Corner, formatosi alla Columbia University e a Parigi, è compositore ed esecutore, pittore e performer

  • 9 novembre 2004

Musica come pittura e pittura come musica nella mostra Philip Corner. Sonate visive (1989-2001), visitabile fino a sabato 20 novembre nei locali della galleria ERSU del pensionato San Saverio a Palermo (via Di Cristina 39; da lunedì a venerdì dalle ore 9 alle 14 e dalle 17 alle 20, e sabato mattina dalle 10 alle 14), organizzata dall’Ufficio Cultura dell’ERSU e curata dalla sua responsabile Silvana Montera.

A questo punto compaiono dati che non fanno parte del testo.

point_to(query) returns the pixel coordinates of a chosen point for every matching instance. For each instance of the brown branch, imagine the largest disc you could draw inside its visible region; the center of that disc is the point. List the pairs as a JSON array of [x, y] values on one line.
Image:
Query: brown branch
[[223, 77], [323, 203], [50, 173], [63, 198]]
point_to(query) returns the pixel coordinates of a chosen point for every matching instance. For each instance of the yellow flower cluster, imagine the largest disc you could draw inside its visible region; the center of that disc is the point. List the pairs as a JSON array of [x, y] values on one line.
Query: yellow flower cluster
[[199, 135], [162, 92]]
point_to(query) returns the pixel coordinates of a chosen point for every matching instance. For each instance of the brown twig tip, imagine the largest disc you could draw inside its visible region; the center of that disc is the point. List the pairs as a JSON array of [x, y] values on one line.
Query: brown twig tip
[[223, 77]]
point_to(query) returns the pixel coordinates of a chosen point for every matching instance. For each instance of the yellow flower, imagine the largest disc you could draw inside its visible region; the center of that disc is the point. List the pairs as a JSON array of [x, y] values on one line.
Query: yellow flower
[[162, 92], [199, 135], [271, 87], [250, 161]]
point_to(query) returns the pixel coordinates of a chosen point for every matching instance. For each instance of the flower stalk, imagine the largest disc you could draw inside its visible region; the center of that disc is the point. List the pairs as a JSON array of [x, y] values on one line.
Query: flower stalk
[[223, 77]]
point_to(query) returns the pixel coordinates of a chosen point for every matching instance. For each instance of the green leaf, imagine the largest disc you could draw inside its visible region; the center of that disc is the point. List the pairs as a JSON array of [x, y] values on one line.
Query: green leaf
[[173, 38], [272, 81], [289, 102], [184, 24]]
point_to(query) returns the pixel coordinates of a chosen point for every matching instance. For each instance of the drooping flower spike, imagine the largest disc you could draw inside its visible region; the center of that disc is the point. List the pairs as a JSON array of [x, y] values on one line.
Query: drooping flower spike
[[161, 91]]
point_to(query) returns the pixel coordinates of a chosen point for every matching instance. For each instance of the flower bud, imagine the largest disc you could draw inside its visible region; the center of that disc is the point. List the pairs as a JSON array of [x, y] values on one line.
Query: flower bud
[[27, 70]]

Protagonista, con 50 disegni-partiture, è l’artista newyorkese, ma che oggi vive a Reggio Emilia, Philip Corner, uno dei protagonisti di Fluxus, storico movimento d’avanguardia degli anni Sessanta, incentrato sulla multidisciplinarietà, sullo scambio, sul flusso, appunto, tra le arti, senza confini tra gesto quotidiano ed evento artistico, pittura e disegno, e che ha avuto grande peso soprattutto nell’ambito della performance, della musica contemporanea e della videoarte, con il primo videoartista, il coreano Nam June Paik. Corner, formatosi alla Columbia University e a Parigi, è compositore ed esecutore, pittore e performer, i suoi concerti sono un susseguirsi di musica e silenzio, sonorità fatte di modulazioni progressive verso la leggerezza, il bianco, il vuoto, con l’uso di strumenti provenienti da culture non occidentali e un’attitudine alla meditazione e alla sospensione che risente della cultura, dei rituali e della gestualità orientali.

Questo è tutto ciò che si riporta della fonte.